Mouvement brownien et grandeurs moléculaires

Par jean PERRIN
[Faculté des Sciences de Paris. - Laboratoire de Chimie physique.][1]

1. — Il suffit d'examiner au microscope de petites particules situées dans un fluide pour observer que chacune d'elles est animée d'un mouvement parfaitement irrégulier. Elle va et vient, s'arrête, repart, monte, descend, remonte encore, sans tendre aucunement vers l'immobilité. C'est là le mouvement brownien, ainsi nommé en souvenir du naturaliste Brown, qui le signala en 1827 et reconnut que les parcelles en suspension s'agitent d'autant plus vivement qu'elles sont plus petites. L'origine de ce mouvement fut pressentie par Wiener qui, presque aux premiers temps de la théorie cinétique de la chaleur, devina que les mouvements moléculaires pouvaient donner l'explication du phénomène (1865). Mais cette hypothèse, appuyée sur des arguments insuffisants, ne s'imposait pas aux physiciens qui pouvaient en avoir connaissance. Au contraire, il fut établi par les raisonnements et les expériences de M. Gouy (1888). non seulement que l'agitation moléculaire donnait du mouvement brownien une explication admissible, mais encore que l'on ne savait imaginer aucune autre cause de ce mouvement. M. Gouy prouva en effet que cette agitation n'est due ni aux trépidations, ni aux courants de convection, ni à une action de la lumière, ni à aucune des autres causes extérieures que l'on pouvait suspecter, ni à la nature même des particules. qui ne parait avoir aucune influence. Dès lors on est forcé de penser que ces particules servent simplement à révéler une agitation interne du fluide, ceci d'autant mieux qu'elles sont plus petites, de même qu'un bouchon suit mieux qu'un bateau les mouvements des vagues de la mer. Cette agitation se comprend si le fluide est formé de molécules élastiques en mouvement incessant, comme le supposent les théories moléculaires : ces molécules heurtent sans cesse chacune des particules observées et ces chocs ont d'autant moins de chance de s'équilibrer que la particule est plus petite. Le mouvement brownien apparaît donc comme une confirmation qualitative remarquable des théories moléculaires. Pourtant la démonstration ne sera complète et l'origine du phénomène surement établie que si la théorie permet de prévoir tout au moins l'ordre de grandeur, et non pas seulement le sens de ce phénomène. C'est bien ce qui arrive, comme je vais le montrer.

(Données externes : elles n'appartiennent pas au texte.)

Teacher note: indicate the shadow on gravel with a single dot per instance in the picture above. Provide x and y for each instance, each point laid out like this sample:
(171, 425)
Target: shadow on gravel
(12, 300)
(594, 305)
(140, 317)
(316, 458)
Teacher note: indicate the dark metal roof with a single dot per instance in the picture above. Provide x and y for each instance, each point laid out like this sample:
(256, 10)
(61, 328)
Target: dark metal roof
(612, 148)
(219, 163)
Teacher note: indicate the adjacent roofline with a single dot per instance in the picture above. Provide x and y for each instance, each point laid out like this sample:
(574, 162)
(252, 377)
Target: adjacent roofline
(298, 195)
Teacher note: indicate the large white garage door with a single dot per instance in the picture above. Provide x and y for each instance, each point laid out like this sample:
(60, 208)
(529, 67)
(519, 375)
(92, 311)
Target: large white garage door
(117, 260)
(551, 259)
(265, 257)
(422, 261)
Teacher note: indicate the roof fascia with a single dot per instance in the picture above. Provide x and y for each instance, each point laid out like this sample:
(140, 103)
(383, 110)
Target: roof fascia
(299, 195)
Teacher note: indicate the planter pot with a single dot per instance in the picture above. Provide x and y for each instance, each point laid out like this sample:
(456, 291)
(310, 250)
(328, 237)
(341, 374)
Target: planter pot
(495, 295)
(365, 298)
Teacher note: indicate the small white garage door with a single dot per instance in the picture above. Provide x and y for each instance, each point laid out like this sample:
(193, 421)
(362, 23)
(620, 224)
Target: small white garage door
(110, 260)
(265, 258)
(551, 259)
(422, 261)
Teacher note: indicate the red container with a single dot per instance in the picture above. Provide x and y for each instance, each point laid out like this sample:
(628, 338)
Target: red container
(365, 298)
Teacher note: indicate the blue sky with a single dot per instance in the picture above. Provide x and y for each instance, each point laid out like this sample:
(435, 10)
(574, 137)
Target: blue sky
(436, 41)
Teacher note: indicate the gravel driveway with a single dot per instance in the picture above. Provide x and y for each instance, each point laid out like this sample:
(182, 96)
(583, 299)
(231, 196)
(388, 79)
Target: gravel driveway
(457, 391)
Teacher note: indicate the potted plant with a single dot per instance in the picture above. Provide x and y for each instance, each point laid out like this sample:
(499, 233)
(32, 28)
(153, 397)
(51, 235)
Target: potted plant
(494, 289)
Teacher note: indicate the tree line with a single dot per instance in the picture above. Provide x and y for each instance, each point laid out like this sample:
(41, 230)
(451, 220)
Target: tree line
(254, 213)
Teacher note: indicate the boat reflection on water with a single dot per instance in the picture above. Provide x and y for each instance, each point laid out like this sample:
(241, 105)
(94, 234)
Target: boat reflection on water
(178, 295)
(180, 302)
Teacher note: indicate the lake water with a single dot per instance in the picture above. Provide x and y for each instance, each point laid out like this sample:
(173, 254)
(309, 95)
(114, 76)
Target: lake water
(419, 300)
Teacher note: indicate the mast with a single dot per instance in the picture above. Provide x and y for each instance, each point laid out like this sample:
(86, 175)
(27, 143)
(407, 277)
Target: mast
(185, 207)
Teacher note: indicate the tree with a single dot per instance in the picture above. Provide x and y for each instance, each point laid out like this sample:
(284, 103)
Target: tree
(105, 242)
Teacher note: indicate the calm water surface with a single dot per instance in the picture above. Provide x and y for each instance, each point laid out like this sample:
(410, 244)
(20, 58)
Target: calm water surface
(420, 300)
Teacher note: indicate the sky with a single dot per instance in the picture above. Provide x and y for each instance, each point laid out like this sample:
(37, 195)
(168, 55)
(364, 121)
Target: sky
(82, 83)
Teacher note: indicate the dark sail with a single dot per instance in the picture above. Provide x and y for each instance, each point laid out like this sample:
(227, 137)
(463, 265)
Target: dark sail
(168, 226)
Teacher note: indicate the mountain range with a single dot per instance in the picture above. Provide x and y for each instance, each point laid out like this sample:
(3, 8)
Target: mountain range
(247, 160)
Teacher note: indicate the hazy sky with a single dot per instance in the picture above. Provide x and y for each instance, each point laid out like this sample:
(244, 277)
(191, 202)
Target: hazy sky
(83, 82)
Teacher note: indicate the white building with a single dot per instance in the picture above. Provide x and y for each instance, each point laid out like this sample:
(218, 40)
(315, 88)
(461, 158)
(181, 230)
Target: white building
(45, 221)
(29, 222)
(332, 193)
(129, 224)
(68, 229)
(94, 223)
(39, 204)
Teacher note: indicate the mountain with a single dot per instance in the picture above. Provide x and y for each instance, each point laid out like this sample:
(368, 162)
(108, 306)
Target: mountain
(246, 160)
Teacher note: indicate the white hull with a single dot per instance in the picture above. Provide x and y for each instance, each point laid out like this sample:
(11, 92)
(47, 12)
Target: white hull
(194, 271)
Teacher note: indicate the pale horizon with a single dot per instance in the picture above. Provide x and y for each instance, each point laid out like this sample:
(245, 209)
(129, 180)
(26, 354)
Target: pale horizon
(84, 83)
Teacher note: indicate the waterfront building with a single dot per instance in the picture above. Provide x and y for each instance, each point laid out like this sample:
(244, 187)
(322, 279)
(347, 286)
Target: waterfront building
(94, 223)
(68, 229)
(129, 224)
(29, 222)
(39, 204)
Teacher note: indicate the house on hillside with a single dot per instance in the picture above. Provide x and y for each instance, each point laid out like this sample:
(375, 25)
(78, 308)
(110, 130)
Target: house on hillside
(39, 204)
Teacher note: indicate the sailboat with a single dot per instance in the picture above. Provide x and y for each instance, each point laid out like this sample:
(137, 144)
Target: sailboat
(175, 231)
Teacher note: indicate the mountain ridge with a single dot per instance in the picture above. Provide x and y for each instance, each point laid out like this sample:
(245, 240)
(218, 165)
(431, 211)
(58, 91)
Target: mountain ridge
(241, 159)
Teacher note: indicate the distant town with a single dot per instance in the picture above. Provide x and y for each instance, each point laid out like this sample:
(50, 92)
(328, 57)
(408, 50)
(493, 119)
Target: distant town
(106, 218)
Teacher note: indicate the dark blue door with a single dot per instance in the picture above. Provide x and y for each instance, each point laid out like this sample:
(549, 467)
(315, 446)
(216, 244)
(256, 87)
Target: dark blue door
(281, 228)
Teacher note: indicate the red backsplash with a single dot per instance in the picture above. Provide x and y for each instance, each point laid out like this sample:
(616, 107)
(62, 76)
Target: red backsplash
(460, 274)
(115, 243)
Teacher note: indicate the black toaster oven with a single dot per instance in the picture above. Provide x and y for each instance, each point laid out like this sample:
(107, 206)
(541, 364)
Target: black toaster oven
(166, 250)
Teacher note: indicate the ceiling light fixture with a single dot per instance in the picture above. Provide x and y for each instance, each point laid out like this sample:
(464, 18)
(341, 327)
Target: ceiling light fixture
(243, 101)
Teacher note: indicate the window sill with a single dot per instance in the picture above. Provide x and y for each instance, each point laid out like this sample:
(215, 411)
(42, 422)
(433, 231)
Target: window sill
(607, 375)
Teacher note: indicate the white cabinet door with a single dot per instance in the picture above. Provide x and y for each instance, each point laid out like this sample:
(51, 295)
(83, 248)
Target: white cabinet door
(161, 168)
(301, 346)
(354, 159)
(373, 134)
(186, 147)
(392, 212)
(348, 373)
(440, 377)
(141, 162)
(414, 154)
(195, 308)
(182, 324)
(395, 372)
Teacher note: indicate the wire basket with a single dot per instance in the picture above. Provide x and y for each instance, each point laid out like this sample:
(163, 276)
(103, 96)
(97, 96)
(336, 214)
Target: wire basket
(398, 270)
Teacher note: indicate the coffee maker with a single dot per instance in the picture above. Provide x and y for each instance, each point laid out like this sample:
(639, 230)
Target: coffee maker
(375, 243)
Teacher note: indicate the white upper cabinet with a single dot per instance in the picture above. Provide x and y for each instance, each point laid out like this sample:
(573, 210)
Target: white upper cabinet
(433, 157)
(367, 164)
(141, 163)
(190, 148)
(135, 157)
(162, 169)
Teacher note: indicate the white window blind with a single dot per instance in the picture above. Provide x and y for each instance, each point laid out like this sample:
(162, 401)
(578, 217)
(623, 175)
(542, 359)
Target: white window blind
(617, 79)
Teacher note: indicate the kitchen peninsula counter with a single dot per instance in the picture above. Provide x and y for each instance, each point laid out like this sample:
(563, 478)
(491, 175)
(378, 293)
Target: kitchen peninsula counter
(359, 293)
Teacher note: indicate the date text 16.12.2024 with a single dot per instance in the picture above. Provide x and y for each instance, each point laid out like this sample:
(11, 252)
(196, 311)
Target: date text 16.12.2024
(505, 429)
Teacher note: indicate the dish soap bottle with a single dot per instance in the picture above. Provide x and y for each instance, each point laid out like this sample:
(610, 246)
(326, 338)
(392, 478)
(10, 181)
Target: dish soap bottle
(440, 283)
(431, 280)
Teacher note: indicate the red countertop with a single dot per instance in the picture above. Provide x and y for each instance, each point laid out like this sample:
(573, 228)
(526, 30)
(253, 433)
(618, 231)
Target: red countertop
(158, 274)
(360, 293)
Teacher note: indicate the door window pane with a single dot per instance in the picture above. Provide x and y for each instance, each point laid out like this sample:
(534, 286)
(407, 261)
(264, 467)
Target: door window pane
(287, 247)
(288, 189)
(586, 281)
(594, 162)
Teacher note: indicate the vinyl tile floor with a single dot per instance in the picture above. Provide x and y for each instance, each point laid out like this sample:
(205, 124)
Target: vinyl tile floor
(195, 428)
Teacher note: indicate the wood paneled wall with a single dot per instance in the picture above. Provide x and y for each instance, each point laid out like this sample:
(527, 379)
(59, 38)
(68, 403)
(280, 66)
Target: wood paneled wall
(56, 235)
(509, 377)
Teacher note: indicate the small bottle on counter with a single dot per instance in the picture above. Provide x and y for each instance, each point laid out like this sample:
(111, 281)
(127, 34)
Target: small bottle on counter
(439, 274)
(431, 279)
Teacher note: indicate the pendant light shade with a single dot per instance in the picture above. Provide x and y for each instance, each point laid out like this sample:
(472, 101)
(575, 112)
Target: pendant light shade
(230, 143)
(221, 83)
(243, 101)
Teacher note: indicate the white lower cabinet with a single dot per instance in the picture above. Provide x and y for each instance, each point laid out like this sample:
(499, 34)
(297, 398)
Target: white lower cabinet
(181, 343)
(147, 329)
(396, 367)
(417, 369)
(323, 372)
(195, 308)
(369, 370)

2. — On sait que, lorsqu'on peut atteindre par des considérations purement chimiques le rapport des masses moléculaires de deux corps, on le trouve égal au rapport des masses de ces corps qui à l'état gazeux occupent le même volume dans les mêmes conditions de température et de pression. En d'antres termes, si nous admettons l'existence des molécules, nous sommes forcés d'admettre avec Avogadro que "Deux gaz dans les mêmes conditions de température et de pression contiennent sous le même volume le même nombre de molécules". Soit N le nombre de molécules qui forment une molécule-gramme quelconque, et qui occupent donc à l'état gazeux un même volume dans les mêmes conditions de température et de pression. Ce nombre N peut s'appeler constante d'Avogadro. Si l'on connaissait cette constante, on connaitrait les masses d'une molécule quelconque et d'un atome quelconque. Le poids de la molécule d'eau, par exemple. est 18/N, le poids de l'atome d'oxygène est 16/N, et ainsi de suite. On connaîtrait aussi, en même temps que N l'énergie moyenne de translation des diverses molécules. On sait en effet que, pour un gaz, la pression p développée dans un volume v par n molécules d'énergie moyenne w doit vérifier l'équation

p*v = (2/5)*n*w.

Pour une molécule-gramme, n est égal à N et p*v à R*T, T étant la température absolue, et R la constante des gaz parfaits (85,2.10^(6)). L'équation précédente s'écrit alors

w = [(3*R)/(2*N)]*T.

  1. Voir, pour les détails, le Mémoire intitulé « Mouvement brownien et Réalité moléculaire » (Ann. de Chim. et Phys. sept. 1909, p. 1-114).